A set of guidelines was produced and controlled by the Soil Association which, when adapted and followed by food producers, allowed them to call their products organic.
The perception of organic food is that it is good for you and obviously with little or no chemical residues it is difficult to argue with that. In its early days organic food was not that plentiful, but thanks to the work of many supporters, and in particular HRH The Prince of Wales and his Duchy Originals brand, so many more products are now available.
There is no doubt that many organic foods can cost more than non-organic but consider the value for money, not just the price. It may benefit all of us if we pay that bit extra at the till but gain the protection and sustainability of our environment.

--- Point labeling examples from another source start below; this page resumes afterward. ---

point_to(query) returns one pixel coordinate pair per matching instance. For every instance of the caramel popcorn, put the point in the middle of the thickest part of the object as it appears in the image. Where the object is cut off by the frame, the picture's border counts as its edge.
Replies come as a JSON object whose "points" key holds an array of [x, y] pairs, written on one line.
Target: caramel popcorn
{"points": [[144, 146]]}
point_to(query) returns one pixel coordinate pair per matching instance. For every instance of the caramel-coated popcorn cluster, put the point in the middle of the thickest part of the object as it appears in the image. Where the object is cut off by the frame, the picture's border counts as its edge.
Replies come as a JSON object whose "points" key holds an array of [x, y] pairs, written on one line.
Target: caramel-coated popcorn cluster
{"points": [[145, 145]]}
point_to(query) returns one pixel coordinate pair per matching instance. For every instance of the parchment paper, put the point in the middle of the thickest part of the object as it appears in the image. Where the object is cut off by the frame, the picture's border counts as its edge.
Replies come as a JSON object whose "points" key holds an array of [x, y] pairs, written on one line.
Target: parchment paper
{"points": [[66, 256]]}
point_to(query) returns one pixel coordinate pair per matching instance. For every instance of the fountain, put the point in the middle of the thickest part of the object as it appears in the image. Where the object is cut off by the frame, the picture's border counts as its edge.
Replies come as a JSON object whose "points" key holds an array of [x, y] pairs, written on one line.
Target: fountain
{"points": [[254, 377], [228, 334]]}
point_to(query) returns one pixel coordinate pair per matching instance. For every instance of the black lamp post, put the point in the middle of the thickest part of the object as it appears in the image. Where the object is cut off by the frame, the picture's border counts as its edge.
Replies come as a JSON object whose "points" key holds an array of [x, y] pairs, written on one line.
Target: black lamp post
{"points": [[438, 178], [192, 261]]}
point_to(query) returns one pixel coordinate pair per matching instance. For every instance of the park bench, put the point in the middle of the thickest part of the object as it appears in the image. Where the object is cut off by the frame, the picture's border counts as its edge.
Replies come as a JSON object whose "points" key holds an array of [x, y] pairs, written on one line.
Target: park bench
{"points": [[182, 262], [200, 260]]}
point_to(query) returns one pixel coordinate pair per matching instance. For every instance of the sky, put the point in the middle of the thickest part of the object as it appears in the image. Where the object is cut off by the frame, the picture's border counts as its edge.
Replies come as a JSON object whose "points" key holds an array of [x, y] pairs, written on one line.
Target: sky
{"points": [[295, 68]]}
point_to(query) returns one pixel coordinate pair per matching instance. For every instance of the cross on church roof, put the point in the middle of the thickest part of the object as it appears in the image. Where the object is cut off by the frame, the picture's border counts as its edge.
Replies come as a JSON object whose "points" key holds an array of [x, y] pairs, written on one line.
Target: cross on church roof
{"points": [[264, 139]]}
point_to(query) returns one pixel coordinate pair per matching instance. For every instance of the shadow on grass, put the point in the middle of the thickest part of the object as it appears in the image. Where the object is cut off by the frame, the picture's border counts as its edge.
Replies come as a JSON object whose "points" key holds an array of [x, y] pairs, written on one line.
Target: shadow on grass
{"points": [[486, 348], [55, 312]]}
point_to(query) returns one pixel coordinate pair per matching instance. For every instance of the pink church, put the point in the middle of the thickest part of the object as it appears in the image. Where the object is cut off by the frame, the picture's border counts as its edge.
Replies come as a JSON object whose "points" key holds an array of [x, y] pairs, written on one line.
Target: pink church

However, we must also recognise that not all nonorganic food is full of chemicals and many non-organic producers work equally as hard to ensure the best possible environment for their harvest and animals.
As for whether organic food has more flavour or not, well, the jury is still out.
That, good reader, is up to you and your tastebuds. But what I can tell you is that one of the best benefits of organic food is that it provides the shopper with a choice of how their ingredients are grown. And that’s good for everyone.